Belediyesine ortak hemşehriler

Önceki yazıda, merkezi hükümetin yerel yönetimler üzerindeki baskılarının belediyelerin mali yapısını nasıl zora soktuğunu ve bunun emekçilerle ilişkileri nasıl etkilediğini ele almıştım. Kent yöneticilerinin zorlukları bahane ederek emekten yana olması gereken siyasi duruşlarından feragat etmemeleri gerektiğini savunmuş, geçmişteki benzer deneyimlerden ilham alınabileceğini hatırlatmıştım.

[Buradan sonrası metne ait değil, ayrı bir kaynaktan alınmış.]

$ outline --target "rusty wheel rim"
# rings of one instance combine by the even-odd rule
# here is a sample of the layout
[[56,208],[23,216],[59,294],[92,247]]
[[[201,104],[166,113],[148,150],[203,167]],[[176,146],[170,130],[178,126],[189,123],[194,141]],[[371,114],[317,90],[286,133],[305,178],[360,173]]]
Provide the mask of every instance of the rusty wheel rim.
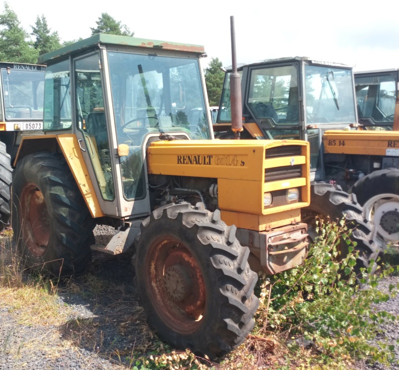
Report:
[[206,288],[196,258],[173,236],[156,240],[145,262],[148,297],[164,323],[188,334],[202,323]]
[[35,185],[23,187],[19,206],[23,240],[30,253],[41,256],[48,245],[49,218],[44,197]]

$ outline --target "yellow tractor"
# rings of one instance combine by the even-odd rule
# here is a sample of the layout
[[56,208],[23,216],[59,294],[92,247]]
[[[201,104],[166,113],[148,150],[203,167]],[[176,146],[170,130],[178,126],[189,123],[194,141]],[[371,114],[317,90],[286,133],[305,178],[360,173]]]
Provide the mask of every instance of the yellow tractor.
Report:
[[[311,201],[302,212],[302,219],[311,226],[309,234],[316,237],[313,226],[318,216],[334,221],[344,218],[352,231],[350,237],[359,252],[357,271],[364,267],[374,270],[376,263],[370,265],[370,262],[377,259],[381,243],[374,238],[372,225],[366,219],[356,195],[345,191],[348,188],[346,180],[355,179],[357,174],[345,168],[348,163],[344,156],[330,154],[332,148],[334,153],[344,153],[347,141],[341,135],[353,133],[347,130],[356,124],[352,68],[294,57],[240,65],[237,69],[242,95],[241,138],[257,139],[257,142],[259,139],[308,141]],[[227,69],[213,125],[215,136],[220,139],[234,136],[230,130],[232,70]],[[338,176],[341,172],[343,176]],[[341,242],[343,254],[347,253],[346,246]]]
[[[44,135],[14,162],[12,228],[31,268],[82,271],[133,246],[163,339],[210,357],[253,327],[257,273],[302,263],[309,144],[215,140],[203,47],[99,34],[41,56]],[[93,244],[96,224],[116,230]]]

Kaldığım yerden devam edeyim. Başkanın eylemdeki emekçilerle dayanışma göstermesi kıymetli bir jest de olsa sorunun çözümüne bir katkısı yok çünkü maaş ödeyecek kaynak yaratma bakımından bir anlam taşımıyor. Oysa belediyelerin  mevcut krizi aşabilmek için acilen maddi kaynak yaratmaları gerekiyor. Peki ama nasıl?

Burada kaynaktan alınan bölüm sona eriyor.